The second was that my first LSTM configuration was worse than the AutoML model. I had used a 12-week lookback because that was a tidy quarter, and the model could not see far enough back to learn the cross-quarter shape it needed. Stretching the lookback to 26 weeks, which was an honest guess based on plotting autocorrelation rather than a principled hyperparameter, was what unlocked the lift. That is the kind of decision a manual deep-learning workflow forces you to think about and an AutoML pipeline doesn't.
The third was that data leakage almost ruined the comparison. My initial split was a random 80/20, which is the wrong call for time-series data: future weeks ended up in the training set, and the LSTM looked artificially strong. Switching to a holdout window (train through October, validate on November, test on December) dropped both numbers but made the comparison real. I leave it on this page as a flag, because it is the single mistake I see most often in posts that compare time-series models.
What this taught me
This was the project that crystallized for me where deep learning is worth the operational cost and where it is not.

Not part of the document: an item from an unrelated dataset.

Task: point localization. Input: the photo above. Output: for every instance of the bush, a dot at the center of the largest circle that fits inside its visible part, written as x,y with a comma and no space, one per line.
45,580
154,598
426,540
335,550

The boring answer is also the right one: it depends on the patterns in the data and the team that has to operate the model. For sales forecasting on a relatively well-behaved retail dataset, the AutoML approach captures most of the value at a fraction of the engineering and operational cost. The deep learning model captures real incremental signal, but the incremental value has to clear the incremental cost. If I were advising an Iowa retail planning team I had just met, I would ship the AutoML pipeline first and add the LSTM as an ensemble component for the store-category pairs where it actually moves the residuals.
In healthtech work I do at metricHEALTH, the same calculus applies. Some clinical signals are well captured by classical machine learning approaches operated by analytical staff. Others (clinical text summarization, complex temporal patterns in patient deterioration) genuinely need the modeling sophistication that deep learning provides. The skill is not preferring one over the other. It is matching the architecture to the problem and the team that has to keep it running. The team-fit question is the part I underweighted before this project and now treat as a first-class input to the model-selection decision.
References
- Iowa Liquor Sales Data, Iowa Department of Commerce. Public release.
- Hyperopt-sklearn documentation and the underlying paper by Komer, Bergstra, and Eliasmith.
- Hochreiter, S. and Schmidhuber, J. Long Short-Term Memory, Neural Computation, 1997.